What I realized I was losing my mentor-leader who brought meaning to my work. And she was my rock when trying to navigate our dysfunctional planning process. I tried to imagine doing our work without her and thinking about the frustration level of planning with the committee. I couldn’t imagine it. And that’s when I realized I had to leave with her. I thought: better all at once, a little less than half a year before the conference, so the committee/board can regroup.

I was excited about the directions we were taking this year in terms of diversity and equity. Marian reached out to educators of color to present and attend. In the program, a strand of sessions throughout the conference was focused on equity. Affinity spaces for educators of color and LGBTQ+ folk were built into the schedule. Marian kept the idea of “safety” for educators of color on our minds and we were explicitly thinking about people with mobility problems, deafness, etc. In other words, we as a conference knew we were generally inviting, but we were working on being specifically inviting.

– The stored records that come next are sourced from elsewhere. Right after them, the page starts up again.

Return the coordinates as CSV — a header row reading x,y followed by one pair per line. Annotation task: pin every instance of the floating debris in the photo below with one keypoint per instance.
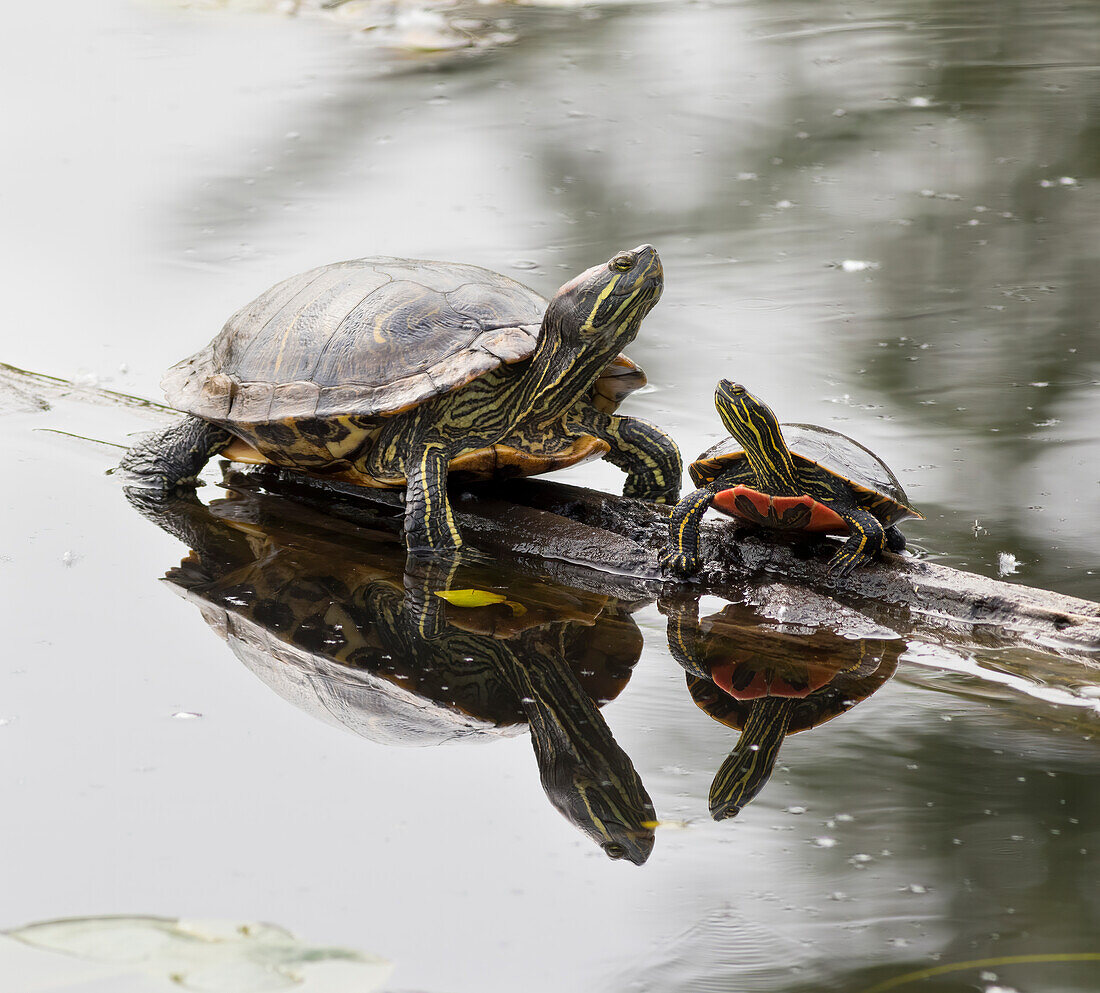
x,y
211,956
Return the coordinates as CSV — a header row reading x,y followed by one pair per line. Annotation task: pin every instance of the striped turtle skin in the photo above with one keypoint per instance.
x,y
396,373
327,616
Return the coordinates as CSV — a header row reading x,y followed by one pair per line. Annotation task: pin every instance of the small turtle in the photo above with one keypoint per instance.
x,y
394,372
329,617
813,480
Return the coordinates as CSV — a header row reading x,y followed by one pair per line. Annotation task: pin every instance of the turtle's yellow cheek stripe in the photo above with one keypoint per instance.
x,y
604,294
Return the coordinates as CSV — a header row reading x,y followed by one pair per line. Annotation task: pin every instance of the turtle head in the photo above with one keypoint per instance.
x,y
754,425
605,305
606,801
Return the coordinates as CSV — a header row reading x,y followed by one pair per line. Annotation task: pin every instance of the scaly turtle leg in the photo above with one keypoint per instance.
x,y
748,767
681,555
174,458
429,521
649,458
868,539
424,578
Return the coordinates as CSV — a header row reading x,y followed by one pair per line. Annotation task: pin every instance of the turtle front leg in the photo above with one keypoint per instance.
x,y
680,558
867,539
649,458
683,635
174,458
429,521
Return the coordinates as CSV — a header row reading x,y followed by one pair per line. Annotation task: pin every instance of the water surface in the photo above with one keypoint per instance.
x,y
880,217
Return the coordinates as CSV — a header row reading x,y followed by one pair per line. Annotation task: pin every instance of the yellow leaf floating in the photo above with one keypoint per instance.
x,y
480,598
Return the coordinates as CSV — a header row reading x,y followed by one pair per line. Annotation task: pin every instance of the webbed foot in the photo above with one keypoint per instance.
x,y
680,564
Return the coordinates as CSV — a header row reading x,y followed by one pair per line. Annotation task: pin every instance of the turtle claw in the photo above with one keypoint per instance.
x,y
680,564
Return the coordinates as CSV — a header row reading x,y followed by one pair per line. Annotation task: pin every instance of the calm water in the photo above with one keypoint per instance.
x,y
880,217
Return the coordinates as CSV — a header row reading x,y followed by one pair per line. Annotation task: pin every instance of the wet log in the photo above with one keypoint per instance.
x,y
623,537
620,538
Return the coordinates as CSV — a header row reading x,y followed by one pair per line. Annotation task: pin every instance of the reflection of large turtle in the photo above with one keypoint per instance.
x,y
394,372
330,620
769,681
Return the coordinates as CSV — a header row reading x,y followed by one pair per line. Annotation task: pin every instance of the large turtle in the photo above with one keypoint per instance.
x,y
394,372
769,680
327,616
794,477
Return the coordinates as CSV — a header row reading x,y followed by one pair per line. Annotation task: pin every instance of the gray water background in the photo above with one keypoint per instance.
x,y
163,166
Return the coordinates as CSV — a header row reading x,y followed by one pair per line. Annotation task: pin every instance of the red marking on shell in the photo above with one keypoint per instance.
x,y
822,519
767,683
576,280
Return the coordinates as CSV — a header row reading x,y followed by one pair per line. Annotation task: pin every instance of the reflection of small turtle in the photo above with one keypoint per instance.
x,y
813,480
332,622
392,372
768,682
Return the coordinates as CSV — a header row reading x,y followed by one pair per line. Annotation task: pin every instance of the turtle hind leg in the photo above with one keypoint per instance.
x,y
429,520
867,539
895,541
174,458
680,556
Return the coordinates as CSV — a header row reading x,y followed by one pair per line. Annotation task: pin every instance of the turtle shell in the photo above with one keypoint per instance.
x,y
370,337
824,673
828,451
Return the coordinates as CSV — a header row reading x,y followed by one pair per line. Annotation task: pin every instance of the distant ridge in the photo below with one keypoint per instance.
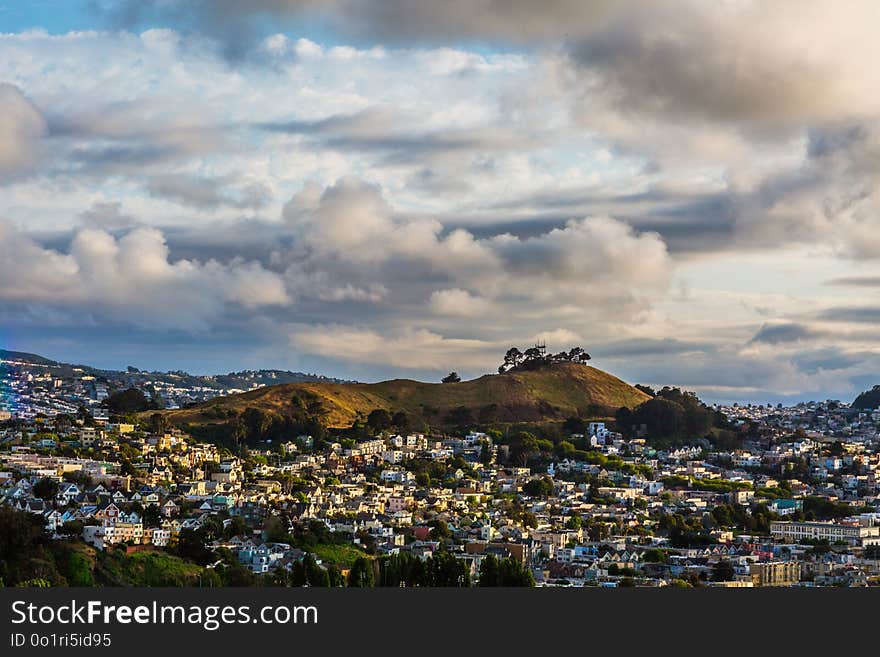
x,y
229,379
549,393
25,357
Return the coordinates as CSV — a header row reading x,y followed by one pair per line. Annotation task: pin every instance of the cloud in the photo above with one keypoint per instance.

The people organizing TMC are friends. They might not create a synergistic working group, but they are doing selfless work which has helped so many. There are still people organizing TMC who are hoping to try to make these things listed above a reality. Any one of these things — well-crafted affinity spaces, a strand of strong equity sessions, thinking deeply on small and big ways to put on a conference where marginalized groups are valued and welcome and feel safe — would have pushed TMC forward leaps and bounds. It is a fair statement to say the committee is not strong at thinking about equity and diversity as a whole yet (I’m honestly very far below where I know I need to be at this point, but I’m learning from every conversation I have and pushback I am given). There is a steep learning curve and it’s not always easy to see through these lenses. Mistakes are par for the course. (We’re math teachers, we know this!) But there are those who are invested in this work and they are going to continue pushing TMC forward. They deserve all our gratitude and thanks. And support. If they ask for help, I hope many of you who want to see TMC do better on these fronts charge in and give them an assist. Help make TMC the place you want it to be. This is what TMC has always been to me: a space for passionate people to do good things together.